What might have happened is the plastic gear inside your motor got stripped by the worm gear, due to some binding. It was probably only stripped in one part of the gear and thus the window would work until the worm gear reached the stripped part of the plastic gear.

This is what happened to me. The fix for me was scavaging parts from a rear window assembly that I didn't plan to roll down.

Another common problem is the gear mechanism seal wears out and lets water, which rusts all the metal parts cause them to wear faster and not work properly. This seems to be most common on the driver's side window since it gets the most use. The other 3 windows on my rig were in perfect condition, but the driver's side was toast.

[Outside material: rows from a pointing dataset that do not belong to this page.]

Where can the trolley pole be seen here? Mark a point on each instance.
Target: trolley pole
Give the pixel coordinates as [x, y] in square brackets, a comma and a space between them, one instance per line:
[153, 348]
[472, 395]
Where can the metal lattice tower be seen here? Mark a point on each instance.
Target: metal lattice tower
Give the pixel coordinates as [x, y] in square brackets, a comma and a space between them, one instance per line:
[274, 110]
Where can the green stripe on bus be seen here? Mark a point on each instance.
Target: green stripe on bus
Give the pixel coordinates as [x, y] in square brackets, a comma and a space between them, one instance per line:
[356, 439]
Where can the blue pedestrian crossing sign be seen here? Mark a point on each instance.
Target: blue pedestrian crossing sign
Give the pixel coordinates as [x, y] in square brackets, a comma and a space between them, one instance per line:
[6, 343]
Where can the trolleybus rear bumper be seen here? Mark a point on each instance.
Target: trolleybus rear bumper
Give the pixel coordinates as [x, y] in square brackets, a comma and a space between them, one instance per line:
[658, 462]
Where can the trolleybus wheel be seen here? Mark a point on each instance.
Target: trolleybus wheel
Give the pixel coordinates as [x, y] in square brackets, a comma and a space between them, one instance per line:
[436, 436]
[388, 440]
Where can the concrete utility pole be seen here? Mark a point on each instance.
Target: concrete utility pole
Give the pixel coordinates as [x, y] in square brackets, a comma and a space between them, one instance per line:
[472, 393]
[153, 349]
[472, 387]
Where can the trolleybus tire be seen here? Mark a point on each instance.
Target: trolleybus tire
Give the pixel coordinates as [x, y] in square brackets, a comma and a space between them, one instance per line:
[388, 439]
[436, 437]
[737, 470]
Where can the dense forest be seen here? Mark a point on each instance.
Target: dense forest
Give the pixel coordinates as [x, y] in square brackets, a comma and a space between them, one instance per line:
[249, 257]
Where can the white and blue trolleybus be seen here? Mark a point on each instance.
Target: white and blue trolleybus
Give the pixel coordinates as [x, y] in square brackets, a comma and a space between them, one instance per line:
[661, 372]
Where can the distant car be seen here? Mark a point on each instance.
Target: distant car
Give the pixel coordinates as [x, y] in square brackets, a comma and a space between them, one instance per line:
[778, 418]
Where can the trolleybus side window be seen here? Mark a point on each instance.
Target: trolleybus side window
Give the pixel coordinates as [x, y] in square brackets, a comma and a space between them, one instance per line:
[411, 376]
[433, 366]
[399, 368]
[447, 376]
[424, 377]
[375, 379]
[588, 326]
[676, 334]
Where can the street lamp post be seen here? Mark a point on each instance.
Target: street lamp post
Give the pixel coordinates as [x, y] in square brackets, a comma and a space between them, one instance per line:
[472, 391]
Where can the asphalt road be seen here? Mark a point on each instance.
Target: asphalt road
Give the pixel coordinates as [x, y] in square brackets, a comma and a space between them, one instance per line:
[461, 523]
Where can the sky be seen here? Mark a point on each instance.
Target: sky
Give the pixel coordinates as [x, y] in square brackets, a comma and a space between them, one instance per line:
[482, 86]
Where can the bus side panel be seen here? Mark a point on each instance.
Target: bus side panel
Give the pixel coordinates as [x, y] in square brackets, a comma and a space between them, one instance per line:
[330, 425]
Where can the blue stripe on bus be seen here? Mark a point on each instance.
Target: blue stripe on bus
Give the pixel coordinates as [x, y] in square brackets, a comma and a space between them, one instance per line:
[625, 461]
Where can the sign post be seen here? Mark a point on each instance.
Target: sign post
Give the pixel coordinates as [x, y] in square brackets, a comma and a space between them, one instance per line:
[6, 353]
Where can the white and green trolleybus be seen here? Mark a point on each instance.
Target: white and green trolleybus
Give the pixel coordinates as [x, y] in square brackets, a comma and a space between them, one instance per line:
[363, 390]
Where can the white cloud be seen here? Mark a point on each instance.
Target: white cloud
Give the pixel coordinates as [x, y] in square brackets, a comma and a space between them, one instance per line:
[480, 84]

Here's my original thread on my problem and what I did to fix....

Does the autozone part include the motor and gear assembly? I assume it does as its sort of one assembly not really meant to take apart.

https://forum.ih8mud.com/80-series-tech/198117-power-window-repair-w-pics.html

Unfortunately, each motor for the 4 windows is a different part. The right and left windows are mirror assemblies of each other and will only work in the window they were built for. The front and rear assemblies are different size and shapes.

I actually saw your thread searching all the power window threads. I'm guessing that's what happened although I didn't tear apart the old motor.

The Autozone part is the complete motor that screws onto the scissor lift. As I mentioned, the connector isn't the same so you have to use the one from the Toyota motor as a donor.

For $55 it was a no-brainer to me. I don't know if it will have the longevity of the Toyota motor. It does have a lifetime warranty. Now that I know how to get it apart I could pull it in 20-minutes if I needed to.